Like now, sticky with fresh spilled blood, Vector spins and stumbles drunkenly, laughing, onto Shark. He drapes himself heavy over Shark's shoulders, pressing his weight against all of his back. "Whoopsie~ Didja just scrub those?" he asks, sounding world-record levels of insincere. Shark didn't even know a human could manage to sound so fake outside of a duel idol's autotune. "Don't worry, don't worry! It looks like rain, and III _could_ be running late for rendezvous!" He claps him on the shoulder, cheerily, like a total asshole.

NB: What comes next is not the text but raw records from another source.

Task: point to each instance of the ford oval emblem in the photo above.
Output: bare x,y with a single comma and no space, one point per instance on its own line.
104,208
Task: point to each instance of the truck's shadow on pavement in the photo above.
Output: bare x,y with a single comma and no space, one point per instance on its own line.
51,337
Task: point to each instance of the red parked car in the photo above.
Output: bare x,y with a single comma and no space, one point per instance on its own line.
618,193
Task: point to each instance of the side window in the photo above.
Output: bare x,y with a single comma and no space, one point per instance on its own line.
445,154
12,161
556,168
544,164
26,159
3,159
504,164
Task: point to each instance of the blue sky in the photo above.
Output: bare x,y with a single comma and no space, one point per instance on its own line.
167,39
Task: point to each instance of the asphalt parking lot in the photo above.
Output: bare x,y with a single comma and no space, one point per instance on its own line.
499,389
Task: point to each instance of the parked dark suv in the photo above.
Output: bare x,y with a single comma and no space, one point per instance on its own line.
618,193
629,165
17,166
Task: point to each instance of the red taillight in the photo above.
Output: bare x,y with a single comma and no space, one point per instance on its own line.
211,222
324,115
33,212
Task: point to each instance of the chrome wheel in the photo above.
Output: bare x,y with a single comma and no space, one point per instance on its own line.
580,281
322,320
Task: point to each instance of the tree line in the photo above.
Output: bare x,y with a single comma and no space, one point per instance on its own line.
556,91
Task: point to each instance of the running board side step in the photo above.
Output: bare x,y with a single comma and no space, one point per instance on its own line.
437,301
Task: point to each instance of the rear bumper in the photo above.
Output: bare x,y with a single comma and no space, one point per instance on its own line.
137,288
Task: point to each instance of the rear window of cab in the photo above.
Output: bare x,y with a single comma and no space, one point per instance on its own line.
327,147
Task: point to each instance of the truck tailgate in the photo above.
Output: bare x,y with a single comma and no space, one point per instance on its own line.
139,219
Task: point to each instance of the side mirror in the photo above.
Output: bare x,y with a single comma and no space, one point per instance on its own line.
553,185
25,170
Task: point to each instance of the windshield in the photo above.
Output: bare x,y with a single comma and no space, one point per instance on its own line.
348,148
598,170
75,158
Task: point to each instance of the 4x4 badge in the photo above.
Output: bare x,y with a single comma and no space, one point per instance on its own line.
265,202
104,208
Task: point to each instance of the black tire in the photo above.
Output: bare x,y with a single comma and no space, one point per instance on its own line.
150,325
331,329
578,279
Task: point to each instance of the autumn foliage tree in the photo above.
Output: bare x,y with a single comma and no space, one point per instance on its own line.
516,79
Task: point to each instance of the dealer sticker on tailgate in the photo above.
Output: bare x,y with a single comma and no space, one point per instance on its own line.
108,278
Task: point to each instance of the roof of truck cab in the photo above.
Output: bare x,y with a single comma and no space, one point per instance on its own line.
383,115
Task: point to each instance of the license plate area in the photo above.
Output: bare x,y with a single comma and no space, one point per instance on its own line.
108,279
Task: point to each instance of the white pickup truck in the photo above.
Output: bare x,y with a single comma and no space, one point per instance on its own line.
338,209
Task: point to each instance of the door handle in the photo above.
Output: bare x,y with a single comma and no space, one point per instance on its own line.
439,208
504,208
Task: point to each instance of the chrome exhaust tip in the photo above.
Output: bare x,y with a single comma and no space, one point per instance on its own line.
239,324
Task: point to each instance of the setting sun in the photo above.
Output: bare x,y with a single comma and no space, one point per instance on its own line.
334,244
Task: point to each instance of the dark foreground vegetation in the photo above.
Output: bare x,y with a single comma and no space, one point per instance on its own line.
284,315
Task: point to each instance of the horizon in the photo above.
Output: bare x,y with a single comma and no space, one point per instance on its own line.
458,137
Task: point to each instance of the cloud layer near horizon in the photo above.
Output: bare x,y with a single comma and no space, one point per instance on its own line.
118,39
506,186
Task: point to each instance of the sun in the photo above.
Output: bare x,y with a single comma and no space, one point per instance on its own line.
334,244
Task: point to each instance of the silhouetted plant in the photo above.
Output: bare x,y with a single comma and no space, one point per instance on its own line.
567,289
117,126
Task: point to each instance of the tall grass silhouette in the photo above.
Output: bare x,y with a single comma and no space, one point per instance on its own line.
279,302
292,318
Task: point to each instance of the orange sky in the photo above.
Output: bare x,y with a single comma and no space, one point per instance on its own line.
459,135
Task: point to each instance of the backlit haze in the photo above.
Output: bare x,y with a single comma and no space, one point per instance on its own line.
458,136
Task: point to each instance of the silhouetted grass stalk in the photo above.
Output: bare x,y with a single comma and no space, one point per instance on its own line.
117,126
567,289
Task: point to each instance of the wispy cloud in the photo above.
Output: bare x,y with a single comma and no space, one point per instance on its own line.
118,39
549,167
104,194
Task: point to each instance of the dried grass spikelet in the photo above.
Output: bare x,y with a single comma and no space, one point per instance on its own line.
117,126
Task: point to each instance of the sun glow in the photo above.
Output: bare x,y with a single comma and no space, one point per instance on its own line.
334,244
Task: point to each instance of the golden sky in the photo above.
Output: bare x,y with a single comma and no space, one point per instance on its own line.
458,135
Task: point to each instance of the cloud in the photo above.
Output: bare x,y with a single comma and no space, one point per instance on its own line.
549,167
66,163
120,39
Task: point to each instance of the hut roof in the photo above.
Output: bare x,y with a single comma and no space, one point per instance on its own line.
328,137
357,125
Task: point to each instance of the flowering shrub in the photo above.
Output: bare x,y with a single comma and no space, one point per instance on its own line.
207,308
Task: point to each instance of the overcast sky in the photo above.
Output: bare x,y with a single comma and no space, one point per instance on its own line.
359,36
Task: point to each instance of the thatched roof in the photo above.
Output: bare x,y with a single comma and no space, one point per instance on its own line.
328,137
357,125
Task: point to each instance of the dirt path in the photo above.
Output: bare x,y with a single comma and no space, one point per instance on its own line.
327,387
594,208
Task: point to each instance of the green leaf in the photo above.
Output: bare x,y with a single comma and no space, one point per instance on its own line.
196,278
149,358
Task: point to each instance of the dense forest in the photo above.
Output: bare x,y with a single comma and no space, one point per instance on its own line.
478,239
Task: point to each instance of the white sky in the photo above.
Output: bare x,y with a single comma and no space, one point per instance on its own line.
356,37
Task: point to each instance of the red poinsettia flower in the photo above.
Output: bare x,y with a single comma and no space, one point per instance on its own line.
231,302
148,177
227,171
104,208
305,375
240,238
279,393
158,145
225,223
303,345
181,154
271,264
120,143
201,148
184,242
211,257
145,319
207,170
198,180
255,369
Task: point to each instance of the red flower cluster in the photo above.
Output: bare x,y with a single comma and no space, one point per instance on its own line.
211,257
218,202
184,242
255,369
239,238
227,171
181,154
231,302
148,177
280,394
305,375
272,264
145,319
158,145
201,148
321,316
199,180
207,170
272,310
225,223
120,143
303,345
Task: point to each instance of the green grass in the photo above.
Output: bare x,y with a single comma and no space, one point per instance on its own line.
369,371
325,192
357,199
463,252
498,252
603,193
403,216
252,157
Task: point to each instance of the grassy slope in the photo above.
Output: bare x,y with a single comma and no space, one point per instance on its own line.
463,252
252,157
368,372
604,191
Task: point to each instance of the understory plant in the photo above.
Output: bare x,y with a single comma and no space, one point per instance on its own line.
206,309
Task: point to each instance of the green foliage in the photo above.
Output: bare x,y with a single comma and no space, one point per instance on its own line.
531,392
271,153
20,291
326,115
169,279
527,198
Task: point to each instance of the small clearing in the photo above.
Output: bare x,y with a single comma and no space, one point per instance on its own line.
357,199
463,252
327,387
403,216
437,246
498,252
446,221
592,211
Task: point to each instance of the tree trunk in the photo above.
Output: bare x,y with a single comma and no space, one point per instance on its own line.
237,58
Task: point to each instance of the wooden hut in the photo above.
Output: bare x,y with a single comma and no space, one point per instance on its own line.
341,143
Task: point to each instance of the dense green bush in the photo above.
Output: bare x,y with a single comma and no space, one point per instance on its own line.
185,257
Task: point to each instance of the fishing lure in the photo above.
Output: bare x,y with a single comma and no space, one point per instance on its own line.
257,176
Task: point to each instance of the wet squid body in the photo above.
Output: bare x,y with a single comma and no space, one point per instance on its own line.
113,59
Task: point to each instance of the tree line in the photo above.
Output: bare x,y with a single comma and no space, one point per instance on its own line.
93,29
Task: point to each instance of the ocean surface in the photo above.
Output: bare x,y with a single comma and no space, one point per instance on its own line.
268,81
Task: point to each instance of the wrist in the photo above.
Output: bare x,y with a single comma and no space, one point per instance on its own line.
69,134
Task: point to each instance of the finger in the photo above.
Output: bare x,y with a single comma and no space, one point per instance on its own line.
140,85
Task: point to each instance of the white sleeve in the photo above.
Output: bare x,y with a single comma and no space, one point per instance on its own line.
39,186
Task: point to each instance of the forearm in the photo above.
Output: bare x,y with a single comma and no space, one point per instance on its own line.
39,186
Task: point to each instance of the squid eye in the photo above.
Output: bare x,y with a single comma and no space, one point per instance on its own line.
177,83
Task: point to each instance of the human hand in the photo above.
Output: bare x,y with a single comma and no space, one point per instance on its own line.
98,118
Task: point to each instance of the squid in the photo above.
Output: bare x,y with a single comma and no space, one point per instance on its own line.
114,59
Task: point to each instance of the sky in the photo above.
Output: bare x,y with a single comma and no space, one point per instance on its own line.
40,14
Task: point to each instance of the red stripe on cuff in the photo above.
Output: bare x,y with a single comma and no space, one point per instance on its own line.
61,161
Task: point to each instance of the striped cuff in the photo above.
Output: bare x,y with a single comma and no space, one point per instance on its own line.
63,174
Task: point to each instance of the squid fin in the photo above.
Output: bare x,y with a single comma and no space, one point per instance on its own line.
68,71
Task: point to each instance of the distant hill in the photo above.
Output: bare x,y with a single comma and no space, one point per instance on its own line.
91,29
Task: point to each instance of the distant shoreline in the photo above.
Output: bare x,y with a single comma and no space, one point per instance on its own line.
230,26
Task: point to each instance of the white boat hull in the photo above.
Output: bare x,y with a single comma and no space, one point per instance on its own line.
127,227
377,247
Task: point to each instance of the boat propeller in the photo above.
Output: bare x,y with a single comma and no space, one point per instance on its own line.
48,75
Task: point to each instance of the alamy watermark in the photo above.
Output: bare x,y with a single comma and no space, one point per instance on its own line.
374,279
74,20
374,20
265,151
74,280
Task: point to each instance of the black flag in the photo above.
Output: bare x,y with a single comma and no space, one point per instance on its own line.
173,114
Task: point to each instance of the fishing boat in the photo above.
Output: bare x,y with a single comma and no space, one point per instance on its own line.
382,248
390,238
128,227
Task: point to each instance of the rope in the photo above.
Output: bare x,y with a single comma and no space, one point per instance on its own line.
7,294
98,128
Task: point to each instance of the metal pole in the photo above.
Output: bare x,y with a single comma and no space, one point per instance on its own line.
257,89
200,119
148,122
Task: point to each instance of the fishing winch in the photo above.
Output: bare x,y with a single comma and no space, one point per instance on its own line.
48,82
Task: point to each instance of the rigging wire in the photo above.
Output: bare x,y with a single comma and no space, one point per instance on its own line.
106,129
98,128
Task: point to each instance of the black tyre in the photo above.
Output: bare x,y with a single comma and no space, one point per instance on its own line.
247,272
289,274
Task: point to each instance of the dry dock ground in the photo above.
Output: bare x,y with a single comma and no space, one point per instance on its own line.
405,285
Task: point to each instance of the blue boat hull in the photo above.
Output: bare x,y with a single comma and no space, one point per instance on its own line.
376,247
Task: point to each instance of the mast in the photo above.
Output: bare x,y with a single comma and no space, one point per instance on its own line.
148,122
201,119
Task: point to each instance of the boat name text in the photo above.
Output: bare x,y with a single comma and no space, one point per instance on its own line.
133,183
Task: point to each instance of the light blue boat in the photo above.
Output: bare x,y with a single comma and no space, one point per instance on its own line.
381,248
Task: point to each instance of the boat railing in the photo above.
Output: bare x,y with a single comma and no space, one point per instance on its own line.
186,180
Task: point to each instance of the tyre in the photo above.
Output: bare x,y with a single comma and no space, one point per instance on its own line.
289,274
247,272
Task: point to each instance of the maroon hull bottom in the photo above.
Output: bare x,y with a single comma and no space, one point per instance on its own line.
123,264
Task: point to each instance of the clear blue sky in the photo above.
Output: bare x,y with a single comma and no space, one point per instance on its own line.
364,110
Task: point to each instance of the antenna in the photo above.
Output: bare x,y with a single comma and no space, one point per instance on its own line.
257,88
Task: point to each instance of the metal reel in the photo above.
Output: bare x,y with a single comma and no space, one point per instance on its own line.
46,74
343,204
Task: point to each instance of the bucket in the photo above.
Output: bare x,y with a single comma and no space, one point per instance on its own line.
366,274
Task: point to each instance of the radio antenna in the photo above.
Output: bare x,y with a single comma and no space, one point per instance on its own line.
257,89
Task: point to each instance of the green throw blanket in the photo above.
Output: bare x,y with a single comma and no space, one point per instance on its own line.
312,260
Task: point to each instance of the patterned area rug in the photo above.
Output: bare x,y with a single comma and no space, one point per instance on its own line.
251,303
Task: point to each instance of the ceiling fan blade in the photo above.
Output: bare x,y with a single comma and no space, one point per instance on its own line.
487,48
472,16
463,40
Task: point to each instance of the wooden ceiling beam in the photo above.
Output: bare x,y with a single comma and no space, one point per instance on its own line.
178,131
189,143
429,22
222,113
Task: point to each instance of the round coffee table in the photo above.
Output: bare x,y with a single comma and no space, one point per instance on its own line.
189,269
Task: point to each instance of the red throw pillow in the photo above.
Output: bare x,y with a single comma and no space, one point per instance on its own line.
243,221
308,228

The bastard had timed this.

III is going to come with Yuuma, and then Yuuma is going to look them up and down, eyes wide in not shock— it's happened too many times for that— but horror because some things never change. And then his gaze won't fix on Vector, because Vector is himself and there's no getting around that, but he'll look at Shark and look disappointed. He gets his hopes up every time.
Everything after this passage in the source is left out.